Perhaps church officials will institute a “pray away the MMJ” program to make this whole medicinal cannabis thing disappear. It won’t happen because the reality is more people would be comfortable with legalized medicinal cannabis than legalized gay marriage.

Look, I have no problem with whichever faith you embrace, just do so in your house of worship and not on my doorstep or in a city, county, state or federal government office.

The church has neither scientific nor practical experience with cannabis, yet it insists on inflicting its demands on our elected officials and the public at large.

The comforting news is that at some time – sooner than later – this will all go away because voters will side with science about the palliative properties of cannabis as both a medicinal and recreational alternative that better serves the public than alcohol, tobacco or any other illicit substance.

It will no longer be a matter of a church dangling salvation as the influencing factor because voters seem poised to sweep the measure into law by a landslide. According to recent polls, 77 percent of Utahns support the measure, meaning it should easily pass here in November.

As far as cannabis legalization is concerned, the Utah measure is Pot Light.

You won’t be allowed to cultivate your own cannabis and you won’t be allowed to smoke it.

There is, apparently, concern about the number of Utahns that may qualify for a medical cannabis prescription.

I will take what the church and Coalition for a Safe and Healthy Utah, Drug Safe Utah or whatever the puppets at Kirton McConkie say seriously when they express equal concern about the number of Utahns who already qualify for an opioid prescription or a Xanax, Valium or Ativan prescription.

I will believe the Utah Medical Association, Utah Eagle Forum, Sutherland Institute, Utah Prevention Coalition Association, various behavioral health groups, Utah Narcotics Officers Association, Utah Chiefs of Police and other law enforcement groups and “concerned citizens” have our best interests at heart when they speak for themselves and do not parrot the official remarks attributed to church authorities.

I will get off the backs of our legislators when they reflect the will of the people instead of bowing to a theocracy.

And, I will give some genuine cred to the church, the Legislature and voters when they realize that, well, not everything coming from California is bad.

I have had my problems with the state over the years.

There was the little matter of Gov.
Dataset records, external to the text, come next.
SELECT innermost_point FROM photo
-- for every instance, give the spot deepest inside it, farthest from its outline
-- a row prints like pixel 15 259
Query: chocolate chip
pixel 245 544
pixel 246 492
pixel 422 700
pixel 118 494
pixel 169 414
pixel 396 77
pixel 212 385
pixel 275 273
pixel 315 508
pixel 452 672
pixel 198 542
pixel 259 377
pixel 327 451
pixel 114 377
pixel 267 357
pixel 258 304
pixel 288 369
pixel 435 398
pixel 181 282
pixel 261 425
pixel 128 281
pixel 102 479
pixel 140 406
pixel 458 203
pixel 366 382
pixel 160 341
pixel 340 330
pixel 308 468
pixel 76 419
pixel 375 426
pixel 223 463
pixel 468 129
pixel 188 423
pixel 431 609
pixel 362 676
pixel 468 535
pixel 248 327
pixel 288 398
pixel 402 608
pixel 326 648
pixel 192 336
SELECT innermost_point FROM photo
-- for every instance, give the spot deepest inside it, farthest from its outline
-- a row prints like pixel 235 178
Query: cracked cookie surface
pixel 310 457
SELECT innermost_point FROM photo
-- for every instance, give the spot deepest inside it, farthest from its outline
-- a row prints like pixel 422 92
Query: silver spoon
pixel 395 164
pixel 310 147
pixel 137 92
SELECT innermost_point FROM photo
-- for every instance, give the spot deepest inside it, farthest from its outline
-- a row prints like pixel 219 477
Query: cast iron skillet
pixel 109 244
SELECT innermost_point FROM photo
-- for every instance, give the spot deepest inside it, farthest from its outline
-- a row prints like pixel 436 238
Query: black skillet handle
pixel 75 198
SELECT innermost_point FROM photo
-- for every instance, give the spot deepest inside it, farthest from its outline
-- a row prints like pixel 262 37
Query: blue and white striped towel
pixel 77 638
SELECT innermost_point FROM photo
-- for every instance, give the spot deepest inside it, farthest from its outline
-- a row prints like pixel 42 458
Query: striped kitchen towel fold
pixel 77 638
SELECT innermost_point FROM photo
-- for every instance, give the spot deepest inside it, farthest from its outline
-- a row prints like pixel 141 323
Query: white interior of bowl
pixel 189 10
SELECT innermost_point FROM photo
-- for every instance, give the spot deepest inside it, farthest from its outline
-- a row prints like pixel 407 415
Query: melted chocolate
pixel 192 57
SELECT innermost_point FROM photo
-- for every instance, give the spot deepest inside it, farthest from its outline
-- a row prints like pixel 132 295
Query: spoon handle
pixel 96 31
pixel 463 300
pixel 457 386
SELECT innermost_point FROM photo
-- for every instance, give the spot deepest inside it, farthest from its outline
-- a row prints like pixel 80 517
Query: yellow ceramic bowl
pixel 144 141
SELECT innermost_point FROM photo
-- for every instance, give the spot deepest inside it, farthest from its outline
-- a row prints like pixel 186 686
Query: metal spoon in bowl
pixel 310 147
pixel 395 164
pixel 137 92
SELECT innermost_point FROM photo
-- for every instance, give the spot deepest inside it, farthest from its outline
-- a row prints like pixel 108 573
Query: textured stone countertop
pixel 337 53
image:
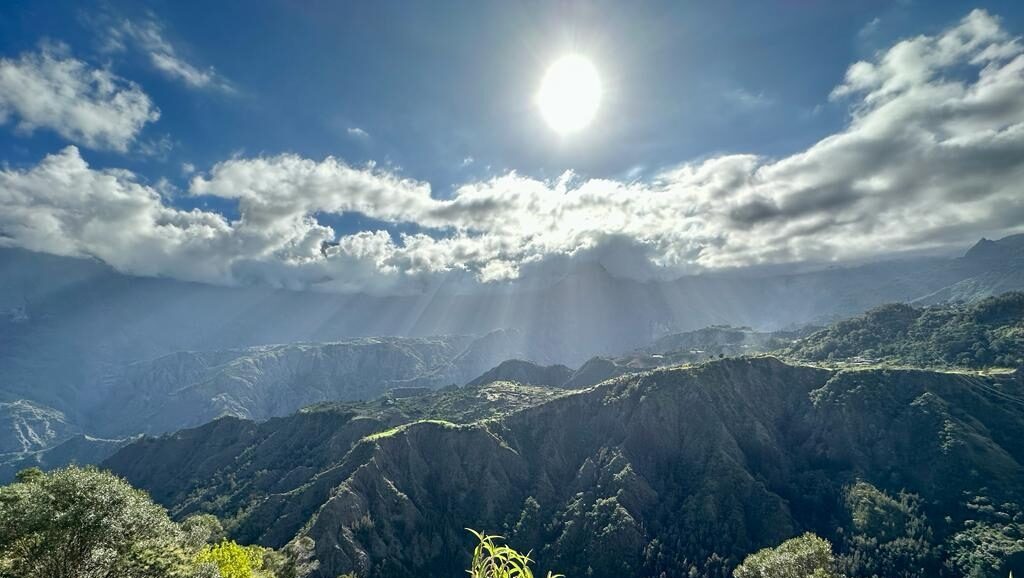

Ronald Reagan.

There was a matter of the riots – from the Watts riots to the so-called Rodney King Riots.

There’s this plastic façade with little substance, depth or intellect that infects so many and has earned Los Angeles, rightfully so, in some respects, the pseudonym of La-La Land.

Then, there are all those nasty earthquakes.

But, there’s the California economy – fifth-largest in the world that just last month added 39,300 new jobs with a record-low unemployment of 4.2 percent.

There’s the weather, of course, and scenic beauty that compares with anywhere, including Utah. Don’t believe me? Go explore the Eastern Sierras. Pines are every bit as beautiful as red rock.

And, even though California Democrats outnumber Republicans 44 percent to 29 percent, the state is not the poster child for liberalism some would lead you to believe. Just ask Diane Feinstein or Nancy Pelosi, who are not necessarily shoo-ins any longer.

But, California does have a progressive trajectory among its Democrats and Republicans that intersected in 1996 when it voted to legalize cannabis for medicinal purposes and, again, last year, legalizing it for recreational use.

And, guess what?

The world didn’t end.

Utah will be just fine, thank you, with legalized medicinal cannabis no matter what the hysterical theocracy says.

And, we can all thank California for leading the way.

Ed Kociela is an opinion columnist. The opinions stated in this article are his and not representative of St. George News.